Icu_collation as keyword normalizer

I'd like to use icu_collation to normalize fields with "keyword" type - the goal is to make sorting behave properly on string in a certain language. But ElasticSearch does not let me do that - it complains that: "Custom normalizer [my_normalizer] may not use filter [icu_collation]"

For this mapping:

PUT /sort_test/
{
 "settings": {
    "analysis": {
      "normalizer": {
        "my_normalizer": {
          "type": "custom",
          "filter" : ["icu_collation"]
        }
      }
    }
  },
  "mappings": {
    "my_type": {
      "properties": {
        "word": {
          "type": "keyword",
          "normalizer" : "my_normalizer"
        }
      }
    }
  }
}

After replacing icu_collation with icu_normalizer the mapping is accepted by ElasticSearch, but I need sorting, not normalization.
Is it possible to use icu_collation with keywords (or in general without field data)?
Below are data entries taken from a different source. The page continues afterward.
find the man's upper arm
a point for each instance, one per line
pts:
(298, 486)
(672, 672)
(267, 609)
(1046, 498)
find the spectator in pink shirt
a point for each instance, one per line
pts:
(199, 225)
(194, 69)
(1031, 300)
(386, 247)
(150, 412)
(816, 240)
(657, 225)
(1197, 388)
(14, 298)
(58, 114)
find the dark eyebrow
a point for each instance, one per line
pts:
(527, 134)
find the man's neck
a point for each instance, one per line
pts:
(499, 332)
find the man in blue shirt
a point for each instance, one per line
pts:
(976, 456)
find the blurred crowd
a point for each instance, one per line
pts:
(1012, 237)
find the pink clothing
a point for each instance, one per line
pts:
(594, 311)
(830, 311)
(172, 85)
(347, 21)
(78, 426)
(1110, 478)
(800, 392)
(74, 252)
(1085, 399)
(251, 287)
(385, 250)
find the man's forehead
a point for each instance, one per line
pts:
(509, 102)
I recommend my implementation of ICU collation key analyzer

Example

PUT /sort_test/
{
 "settings": {
    "analysis": {
      "analyzer": {
        "my_collator": {
          "type": "icu_collation",
          "language" : "de",
          "country" : "DE",
          "strength" : "primary",
          "rules" : "& ae , a\u0308 & AE , A\u0308& oe , o\u0308 & OE , O\u0308& ue , u\u0308 & UE , u\u0308"  
        }
      }
    }
  },
  "mappings": {
    "my_type": {
      "properties": {
        "word": {
          "type": "text",
          "analyzer" : "my_collator",
          "store": true
        }
      }
    }
  }
}

My ICU collation key analyzer creates byte sequences which can be used as a sort key in ES. With store:true it should be possible to sort on field word.

Even with store=true it complains about disabled field data for text fields.

I think it will be easier to just use ICU in the application and send to elasticsearch documents with already computed collation key (inside keyword field).

This topic was automatically closed 28 days after the last reply. New replies are no longer allowed.